Il 30 maggio 2017 la pagina di informazione “Cento News”, pubblica su Facebook la notizia della caduta di un frammento celeste sulla città di Roma nel quartiere Quadraro. Il video, che simula la ripresa del meteorite da una telecamera di sorveglianza mentre si schianta in via dei Quintili 144 e la relativa fake news sono diventati virali sul web, generando – tra curiosità, preoccupazione, ironia e interesse – oltre 12.000 visualizzazioni in quattro giorni. La smentita arriva dopo tre giorni attraverso il quotidiano online Repubblica.it  con un articolo di Arianna Di Cori che titola:“Meteorite su Roma” la bufala sbanca in Rete. Ma nel cratere c’è una mostra.

La mostra è di Fiorenzo Zaffina, a cura di Spazio Y, con un testo critico di Helia Hamedani e un contributo scientifico di Cristian Stanescu.

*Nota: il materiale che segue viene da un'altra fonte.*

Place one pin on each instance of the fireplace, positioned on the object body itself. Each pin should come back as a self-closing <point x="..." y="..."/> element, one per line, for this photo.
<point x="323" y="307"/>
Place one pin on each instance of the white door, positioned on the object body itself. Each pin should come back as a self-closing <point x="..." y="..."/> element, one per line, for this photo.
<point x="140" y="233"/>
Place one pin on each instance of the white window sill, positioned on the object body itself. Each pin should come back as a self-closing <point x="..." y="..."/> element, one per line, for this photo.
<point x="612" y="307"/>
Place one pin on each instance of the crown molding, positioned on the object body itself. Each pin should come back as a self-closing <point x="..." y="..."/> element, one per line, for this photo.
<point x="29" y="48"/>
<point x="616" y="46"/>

«Il pavimento è stato divelto – spiega l’artista – la vetrina della porta d’ingresso infranta e le pareti si presentano danneggiate dai frammenti e dalle polveri di colore azzurro fluorescente che il corpo celeste ha copiosamente rilasciato impattando dentro lo spazio espositivo. Dalle rotture, che fanno parte della mia ricerca all’interno di muri e strutture portanti, nascono nuove creazioni. Infatti, dal cratere emerge un blocco di plexiglas, segnato da altrettante “spaccature”. Non è tondo, brutto e nero ma ha la forma perfetta di un cubo limpido e trasparente; una fonte luminosa al suo interno e un filo di fumo lo completano, aumentando l’illusione di avere a che fare con uno strano oggetto venuto dallo spazio».
«Si tratta di un doppio lavoro: uno puramente artistico e uno sociologico. Il buco, che è parte fondamentale del mio modo di fare scultura, si sovrappone al buco nella potente rete, dove questa, come tante altre fake news, passano indisturbate e condizionano chiunque venga raggiunto».